*He also is using 95% confidence as a cut-off. Don't do that. You don't need muc...

btilly · on Jan 9, 2013

Statistical significance grows roughly like the square root of the number of samples.

No, no, no. You are confusing the growth of the standard deviation (which does grow like the square root of the number of samples) with the increase in certainty as you add standard deviations. That falls off like e^(-O(t^2)) where t is the number of samples. This literally falls off faster than exponential.

What does this mean in the real world? In a standard 2-tailed test you get to 95% confidence at 1.96 standard deviations, 99% confidence at 2.58 standard deviations, and 99.9% confidence at 3.29 standard deviations. These numbers are all a long ways away from 5 standard deviations.

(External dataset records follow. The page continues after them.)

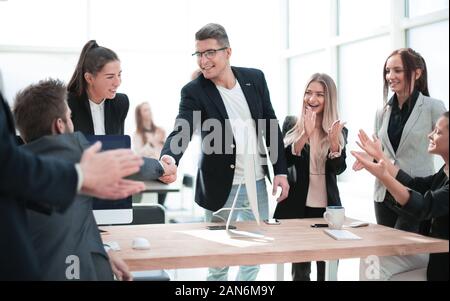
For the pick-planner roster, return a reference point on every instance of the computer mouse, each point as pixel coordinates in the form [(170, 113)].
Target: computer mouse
[(140, 243)]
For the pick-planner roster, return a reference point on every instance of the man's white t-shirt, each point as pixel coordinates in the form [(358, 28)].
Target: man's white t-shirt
[(244, 130)]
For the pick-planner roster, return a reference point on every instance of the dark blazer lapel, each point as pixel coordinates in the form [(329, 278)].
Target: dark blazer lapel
[(412, 120), (87, 107), (215, 97), (249, 90), (9, 118), (108, 116)]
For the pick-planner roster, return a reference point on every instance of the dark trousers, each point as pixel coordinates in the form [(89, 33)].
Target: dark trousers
[(301, 270), (386, 215)]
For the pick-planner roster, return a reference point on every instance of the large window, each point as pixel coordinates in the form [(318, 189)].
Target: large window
[(358, 17), (423, 7), (46, 23), (361, 87), (352, 47), (309, 24), (432, 42)]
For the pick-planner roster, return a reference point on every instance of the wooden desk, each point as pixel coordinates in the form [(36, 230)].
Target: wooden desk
[(176, 246)]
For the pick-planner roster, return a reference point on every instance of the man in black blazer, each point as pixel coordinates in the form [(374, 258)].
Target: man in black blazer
[(48, 183), (56, 236), (220, 95)]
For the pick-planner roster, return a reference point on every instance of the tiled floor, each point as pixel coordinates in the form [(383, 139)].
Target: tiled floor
[(356, 198)]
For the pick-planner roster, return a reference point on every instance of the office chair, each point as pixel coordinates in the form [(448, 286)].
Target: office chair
[(143, 215)]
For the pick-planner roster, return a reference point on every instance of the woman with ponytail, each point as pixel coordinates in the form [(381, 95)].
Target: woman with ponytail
[(96, 106)]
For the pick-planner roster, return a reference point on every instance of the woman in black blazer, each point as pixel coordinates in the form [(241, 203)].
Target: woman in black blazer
[(95, 105), (420, 198), (315, 147)]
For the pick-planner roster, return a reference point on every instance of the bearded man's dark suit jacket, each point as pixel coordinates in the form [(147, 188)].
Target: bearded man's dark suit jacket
[(26, 179), (74, 232)]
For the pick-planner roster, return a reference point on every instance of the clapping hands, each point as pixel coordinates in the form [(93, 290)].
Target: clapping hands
[(170, 170)]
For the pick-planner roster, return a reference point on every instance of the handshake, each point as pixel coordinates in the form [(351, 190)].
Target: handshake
[(170, 169)]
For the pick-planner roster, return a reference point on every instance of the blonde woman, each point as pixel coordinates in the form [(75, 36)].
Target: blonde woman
[(316, 147)]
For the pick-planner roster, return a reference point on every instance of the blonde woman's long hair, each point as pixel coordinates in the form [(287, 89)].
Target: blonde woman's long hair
[(330, 114)]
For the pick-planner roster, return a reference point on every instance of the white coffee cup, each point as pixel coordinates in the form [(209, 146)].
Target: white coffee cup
[(335, 216)]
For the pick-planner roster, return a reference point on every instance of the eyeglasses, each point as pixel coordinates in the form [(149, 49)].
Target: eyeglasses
[(209, 54)]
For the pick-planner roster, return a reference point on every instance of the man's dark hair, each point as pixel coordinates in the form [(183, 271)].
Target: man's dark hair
[(37, 106), (213, 31)]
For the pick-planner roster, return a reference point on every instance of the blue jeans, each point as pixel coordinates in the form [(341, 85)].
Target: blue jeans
[(246, 273)]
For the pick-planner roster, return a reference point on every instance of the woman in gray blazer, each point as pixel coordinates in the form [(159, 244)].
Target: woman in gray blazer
[(402, 126)]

Let's flip that around and take 95% confidence as your base. If you are measuring a real difference, then on average 99% confidence requires a test to get 32% more data, and 99.9% confidence requires a test to get 68% more data. Depending on your business, the number of samples that you get are often proportional to the time it takes to run the test. If making errors with x% of your company involves significant dollar figures, the cost of running all of your tests to higher confidence tends to be much, much less than the cost of one mistake.

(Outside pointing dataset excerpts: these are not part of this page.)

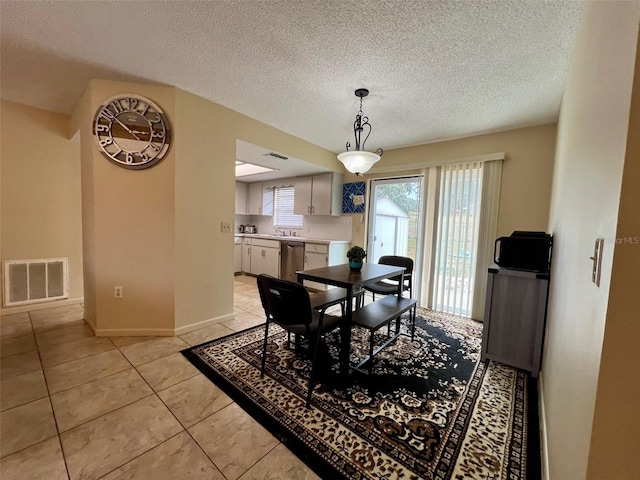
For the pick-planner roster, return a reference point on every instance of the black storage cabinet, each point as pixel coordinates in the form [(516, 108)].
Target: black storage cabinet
[(514, 318)]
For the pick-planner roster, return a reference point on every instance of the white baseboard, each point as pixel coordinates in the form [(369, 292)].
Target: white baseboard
[(158, 332), (133, 332), (40, 306), (542, 419), (205, 323)]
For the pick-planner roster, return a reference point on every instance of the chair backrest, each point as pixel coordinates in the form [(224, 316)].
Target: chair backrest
[(284, 302), (398, 261)]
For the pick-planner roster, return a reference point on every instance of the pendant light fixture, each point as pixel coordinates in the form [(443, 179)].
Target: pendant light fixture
[(358, 161)]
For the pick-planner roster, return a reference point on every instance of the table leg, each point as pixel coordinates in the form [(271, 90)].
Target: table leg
[(345, 334)]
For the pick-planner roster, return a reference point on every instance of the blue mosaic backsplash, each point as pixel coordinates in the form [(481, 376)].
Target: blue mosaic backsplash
[(353, 197)]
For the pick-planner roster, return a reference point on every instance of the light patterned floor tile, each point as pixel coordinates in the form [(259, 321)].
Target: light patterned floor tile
[(84, 370), (126, 341), (42, 461), (108, 442), (178, 457), (19, 364), (49, 318), (66, 352), (277, 464), (239, 441), (206, 334), (15, 318), (75, 331), (26, 425), (244, 321), (167, 371), (91, 400), (26, 388), (150, 350), (194, 399), (16, 325), (13, 345)]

That is why I say that if the cost of collecting more data is not prohibitive, you shouldn't be satisfied with 95% confidence.

ISL · on Jan 11, 2013

Assume a random variable is barely resolved at 1-sigma off zero with N samples. If I wish to increase my confidence that it really is off zero (and the mean with N samples is actually the mean of the distribution), then I'll need 4N samples to halve my uncertainty and double the significance of the observation (as measured in sigma-units). It is in that sense that the significance of a measurement increases like \sqrt(N).

Viewed from my perspective, if you'd like to go from 2-sigma (95%) to 3.29-sigma, you'd need (3.29^2)/(2^2)=2.7 times the amount of data used to get the 2-sigma result, or 170% more samples.

It looks like you've reached your conclusion that I'd need 68% more data to reach 99.9% by taking 3.29/1.95=1.68. I believe that this is in error. Uncertainty (in standard deviation) decreases like 1/\sqrt(N), not 1/N.

\sqrt(N) has driven me to depression more than once.

btilly · on Jan 11, 2013

You are right that I used linear where I should have used quadratic.

However consider this. To go from 95% to 99% confidence takes 73% more data collection. So for 73% more data, you get 5x fewer mistakes.

To go from 95% to 99.9% confidence takes 182% more data. So for less than 3x the data, you get 50 times the confidence.

My point remains. Confidence improves very, very rapidly.

ISL · on Jan 11, 2013

Neat to see a different side of a coin. In our lab, individual measurements can take as long as a year. \sqrt(N), when constrained by human realities, presents a wall beyond which we cannot pass without experimental innovation.

As the derivative of \sqrt(N) is 1/2*1/\sqrt(N), your first measurement teaches you the most. Every measurement teaches you less than the last. In general, we measure as much as we must, double the size of the dataset as a consistency check, and move on. The allocation of time is one of the most important decisions of an experimenter.

btilly · on Jan 11, 2013

Ah. Well I talk about the cost of data acquisition for a reason.

I've seen a number of businesses who have a current body of active users, and this does not change that fast. So when they run an A/B test, before long their active users are all in it, and before too much longer those of their active users who would have done X will have done X, and data stops piling up. In that case there is a natural amount of data to collect, and you've got to stop at that point and do the best you can.

Businesses are as alike as snowflakes - I am happy to talk about generalities but in the end you have to know what your business looks like and customize to that.

cftm · on Jan 9, 2013

If memory serves though, the further out you push your sigma's the greater the likelihood of introducing a type-2 error.

There is no easy answer in statistics!